A new low-input protocol now makes it possible to create high-quality de novo genome assemblies from just 100 ng of starting genomic DNA, without the need for time-consuming inbreeding or pooling strategies. The targeted release date for the protocol is February 2019.
The protocol, developed as a collaboration by scientists at the Wellcome Sanger Institute and PacBio, was used to assemble the genome of an Anopheles coluzzii mosquito with unamplified DNA from a single individual female insect.
As described in a bioXriv pre-print, Sarah B. Kingan, Haynes Heaton, et al. used a modified SMRTbell library construction protocol without DNA shearing and size selection to facilitate the use of lower input amounts, as shearing and clean up steps typically lead to loss of DNA material.
“This new low-input approach puts PacBio-based assemblies in reach for small and highly heterozygous organisms that comprise much of the diversity of life,” said co-corresponding author Jonas Korlach, our chief scientific officer.

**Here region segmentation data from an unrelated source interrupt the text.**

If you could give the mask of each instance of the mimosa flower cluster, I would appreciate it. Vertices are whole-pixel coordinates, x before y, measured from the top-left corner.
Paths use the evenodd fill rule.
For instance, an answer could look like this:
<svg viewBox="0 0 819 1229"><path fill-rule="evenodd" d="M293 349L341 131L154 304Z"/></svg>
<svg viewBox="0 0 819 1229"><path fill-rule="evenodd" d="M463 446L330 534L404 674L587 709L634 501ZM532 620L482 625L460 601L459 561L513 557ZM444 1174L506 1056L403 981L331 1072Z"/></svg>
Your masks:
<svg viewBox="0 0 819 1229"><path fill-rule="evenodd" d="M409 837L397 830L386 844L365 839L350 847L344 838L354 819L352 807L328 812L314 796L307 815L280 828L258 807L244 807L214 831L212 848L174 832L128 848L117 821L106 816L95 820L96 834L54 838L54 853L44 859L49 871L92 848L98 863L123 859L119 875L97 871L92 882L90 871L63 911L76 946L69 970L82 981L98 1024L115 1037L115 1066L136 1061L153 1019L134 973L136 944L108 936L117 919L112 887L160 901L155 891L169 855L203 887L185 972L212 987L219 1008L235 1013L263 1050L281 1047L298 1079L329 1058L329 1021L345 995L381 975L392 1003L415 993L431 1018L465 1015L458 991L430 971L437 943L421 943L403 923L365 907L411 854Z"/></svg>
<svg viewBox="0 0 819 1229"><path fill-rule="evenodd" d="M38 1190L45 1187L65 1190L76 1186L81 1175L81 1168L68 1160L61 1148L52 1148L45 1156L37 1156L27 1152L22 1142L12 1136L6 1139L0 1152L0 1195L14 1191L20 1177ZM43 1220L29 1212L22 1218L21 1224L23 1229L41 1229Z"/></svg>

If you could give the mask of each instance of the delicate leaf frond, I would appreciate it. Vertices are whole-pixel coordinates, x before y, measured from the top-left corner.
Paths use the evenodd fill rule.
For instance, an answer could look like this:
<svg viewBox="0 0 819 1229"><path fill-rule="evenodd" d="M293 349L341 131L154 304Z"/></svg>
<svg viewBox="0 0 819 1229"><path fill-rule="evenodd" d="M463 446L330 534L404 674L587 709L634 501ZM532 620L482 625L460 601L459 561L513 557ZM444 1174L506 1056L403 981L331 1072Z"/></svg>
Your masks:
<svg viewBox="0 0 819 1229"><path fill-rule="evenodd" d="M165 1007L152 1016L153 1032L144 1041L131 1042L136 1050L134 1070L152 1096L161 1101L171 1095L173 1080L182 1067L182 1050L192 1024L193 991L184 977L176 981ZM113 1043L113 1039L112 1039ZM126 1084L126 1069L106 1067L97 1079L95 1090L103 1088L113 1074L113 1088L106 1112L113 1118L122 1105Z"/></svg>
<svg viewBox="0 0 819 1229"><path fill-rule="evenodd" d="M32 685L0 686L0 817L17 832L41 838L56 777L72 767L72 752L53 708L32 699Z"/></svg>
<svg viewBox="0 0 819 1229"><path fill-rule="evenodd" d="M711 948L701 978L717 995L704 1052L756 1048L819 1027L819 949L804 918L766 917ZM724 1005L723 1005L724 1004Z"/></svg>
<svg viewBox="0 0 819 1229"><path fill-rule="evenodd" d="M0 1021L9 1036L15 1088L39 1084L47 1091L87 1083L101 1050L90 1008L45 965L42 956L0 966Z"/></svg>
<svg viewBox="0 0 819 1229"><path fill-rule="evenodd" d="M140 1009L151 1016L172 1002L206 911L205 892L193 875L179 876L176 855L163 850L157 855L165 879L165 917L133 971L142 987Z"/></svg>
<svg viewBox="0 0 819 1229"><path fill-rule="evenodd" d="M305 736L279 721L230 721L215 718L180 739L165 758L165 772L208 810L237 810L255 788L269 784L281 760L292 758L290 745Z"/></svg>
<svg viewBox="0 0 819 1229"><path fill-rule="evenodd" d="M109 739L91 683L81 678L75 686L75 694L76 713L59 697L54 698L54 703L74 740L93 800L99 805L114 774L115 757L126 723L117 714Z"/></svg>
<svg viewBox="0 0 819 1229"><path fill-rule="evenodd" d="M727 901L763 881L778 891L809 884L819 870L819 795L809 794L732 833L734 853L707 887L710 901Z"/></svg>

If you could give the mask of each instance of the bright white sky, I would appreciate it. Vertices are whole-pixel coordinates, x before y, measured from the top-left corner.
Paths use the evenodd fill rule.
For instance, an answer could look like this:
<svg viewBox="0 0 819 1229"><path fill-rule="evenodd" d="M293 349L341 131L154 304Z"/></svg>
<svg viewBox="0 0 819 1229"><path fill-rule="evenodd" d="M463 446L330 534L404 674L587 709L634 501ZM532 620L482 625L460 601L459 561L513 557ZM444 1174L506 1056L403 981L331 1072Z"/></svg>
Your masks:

The sample was run on the Sequel System with the latest v6.0 software, followed by de novo genome assembly with FALCON-Unzip, resulting in a highly continuous (contig N50 3.5 Mb) and complete (more than 98% of conserved genes were present and full-length) genome assembly.
About a third of the new de novo genome is haplotype-resolved and represented as two separate sequences for the two alleles, providing additional information about the extent and structure of heterozygosity that was not available in previous assemblies, all of which were constructed from many pooled individuals.
“The ability to generate high-quality genomes from single individuals greatly simplifies the assembly process and interpretation, and will allow far clearer lineage and evolutionary conclusions from the sequencing of members of different populations and species,” the authors state.
The first Anopheles gambiae genome, published in 2002, was created using BACs and Sanger sequencing. Further work over the years to order and orient contigs improved this reference and to date, AgamP4 remains the highest quality Anopheles genome among the 21 that have now been sequenced. However, AgamP4 still has 6,302 gaps of Ns in the primary chromosome scaffolds and a large bin of unplaced contigs known as the “UNKN” (unknown) chromosome.
The Sanger/PacBio single-insect assembly was able to place 667 (>90%) of the genes on the UNKN contigs into their appropriate chromosomal contexts.
The assembly’s “gap-less mega-base scale contiguity” will also provide insights into promoters, enhancers, repeat elements, large-scale structural variation relative to other species, and many other aspects relative to functional and comparative genomics questions, the authors state.
The protocol’s potential could also extend to other areas with typically low DNA input regimes, such as metagenomic community characterizations of small biofilms, DNA isolated from needle biopsy samples, and minimization of amplification cycles for targeted or single-cell sequencing applications, the authors add.